Now you should be able to navigate to <host_running_notebooks_server>:8888 and and see the WebUI!

Finally, check that everything is working by creating a new notebook and typing and running sc into it. You should see <pyspark.context.SparkContext at 0x7fc70ac8af10>


  1. I’ve followed the steps but when I type and run sc, an empty string is returned.

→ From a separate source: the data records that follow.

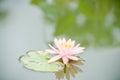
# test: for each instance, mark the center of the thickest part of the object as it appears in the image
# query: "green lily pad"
(38, 61)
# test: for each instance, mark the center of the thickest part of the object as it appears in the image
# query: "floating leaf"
(38, 61)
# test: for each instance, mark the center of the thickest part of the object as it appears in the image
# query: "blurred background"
(32, 24)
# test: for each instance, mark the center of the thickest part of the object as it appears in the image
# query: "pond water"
(25, 28)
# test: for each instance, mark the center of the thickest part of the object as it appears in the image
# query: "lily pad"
(38, 61)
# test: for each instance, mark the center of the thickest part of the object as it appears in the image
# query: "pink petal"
(73, 58)
(54, 58)
(53, 48)
(51, 51)
(65, 60)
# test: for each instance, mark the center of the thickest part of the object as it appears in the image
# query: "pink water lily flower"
(64, 50)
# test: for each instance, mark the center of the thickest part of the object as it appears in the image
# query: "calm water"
(25, 28)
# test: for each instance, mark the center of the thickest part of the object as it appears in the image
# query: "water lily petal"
(72, 57)
(52, 51)
(65, 60)
(54, 58)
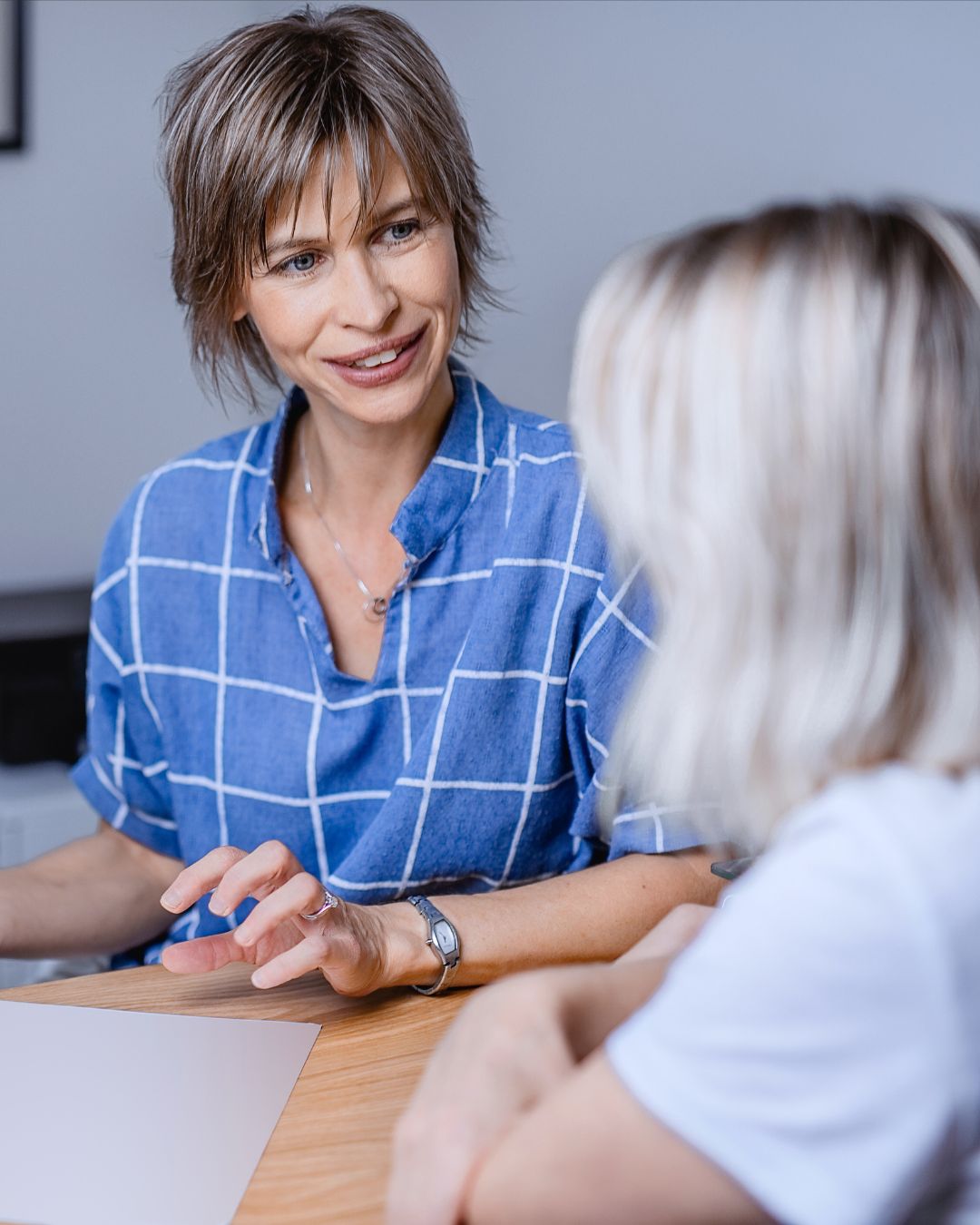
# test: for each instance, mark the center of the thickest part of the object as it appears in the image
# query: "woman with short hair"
(780, 416)
(371, 650)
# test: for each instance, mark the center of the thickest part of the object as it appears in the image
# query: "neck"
(361, 472)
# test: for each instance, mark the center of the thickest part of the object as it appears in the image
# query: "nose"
(361, 298)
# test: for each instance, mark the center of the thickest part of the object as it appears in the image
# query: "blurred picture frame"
(11, 74)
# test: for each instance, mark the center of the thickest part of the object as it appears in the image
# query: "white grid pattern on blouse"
(315, 800)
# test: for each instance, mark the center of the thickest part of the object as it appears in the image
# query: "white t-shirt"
(819, 1042)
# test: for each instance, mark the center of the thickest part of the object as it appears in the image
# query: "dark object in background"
(43, 643)
(13, 18)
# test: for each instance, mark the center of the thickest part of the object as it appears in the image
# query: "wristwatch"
(444, 940)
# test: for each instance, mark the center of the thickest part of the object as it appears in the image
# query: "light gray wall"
(94, 386)
(595, 124)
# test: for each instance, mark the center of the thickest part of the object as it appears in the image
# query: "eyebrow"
(291, 244)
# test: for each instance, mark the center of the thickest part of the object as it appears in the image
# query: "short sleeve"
(122, 772)
(616, 641)
(788, 1044)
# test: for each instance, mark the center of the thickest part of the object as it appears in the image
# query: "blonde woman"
(371, 650)
(781, 420)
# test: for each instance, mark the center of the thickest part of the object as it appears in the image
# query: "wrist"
(408, 959)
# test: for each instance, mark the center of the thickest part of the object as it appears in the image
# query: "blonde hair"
(780, 420)
(247, 120)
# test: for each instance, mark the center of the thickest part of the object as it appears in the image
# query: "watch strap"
(444, 940)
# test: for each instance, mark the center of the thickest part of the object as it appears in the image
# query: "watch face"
(444, 936)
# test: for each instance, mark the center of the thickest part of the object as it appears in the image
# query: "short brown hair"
(244, 122)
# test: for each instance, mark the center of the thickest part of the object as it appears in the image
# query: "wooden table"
(328, 1158)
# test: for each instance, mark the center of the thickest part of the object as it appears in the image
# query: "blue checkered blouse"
(469, 762)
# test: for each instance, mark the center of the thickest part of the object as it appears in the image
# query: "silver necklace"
(375, 608)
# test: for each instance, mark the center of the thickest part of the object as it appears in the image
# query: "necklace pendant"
(377, 609)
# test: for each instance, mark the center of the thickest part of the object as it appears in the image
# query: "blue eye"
(401, 231)
(304, 262)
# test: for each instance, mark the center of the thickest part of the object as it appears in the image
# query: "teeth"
(377, 359)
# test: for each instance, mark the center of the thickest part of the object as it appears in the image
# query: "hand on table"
(508, 1049)
(347, 944)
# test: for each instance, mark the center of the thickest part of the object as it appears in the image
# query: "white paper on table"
(114, 1117)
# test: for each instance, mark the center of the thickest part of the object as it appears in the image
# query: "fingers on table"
(198, 878)
(300, 895)
(201, 956)
(254, 876)
(233, 875)
(296, 962)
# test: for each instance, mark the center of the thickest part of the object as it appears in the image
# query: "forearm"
(98, 895)
(593, 916)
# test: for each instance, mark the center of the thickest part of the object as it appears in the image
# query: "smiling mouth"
(380, 357)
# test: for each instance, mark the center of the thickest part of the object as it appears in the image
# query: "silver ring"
(329, 902)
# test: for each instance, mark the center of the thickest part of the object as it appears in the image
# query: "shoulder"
(837, 983)
(189, 496)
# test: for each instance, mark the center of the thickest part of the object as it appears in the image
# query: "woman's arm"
(590, 1152)
(592, 916)
(511, 1046)
(97, 895)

    • Make sure environment variables defined at step 9 are properly set.
    • Make sure the actually exists under SPARK_HOME/python/lib (Update your version of it on the startup script accordingly).
    • That’s because the startup script (saved at step 8 under …startup/ hasn’t run properly. Try to run it’s contents as a notebook to debug what’s happening.
  2. When running the startup script as a notebook I get: Java gateway process exited before sending the driver its port number

    • You are not running using Java JDK but JRE instead.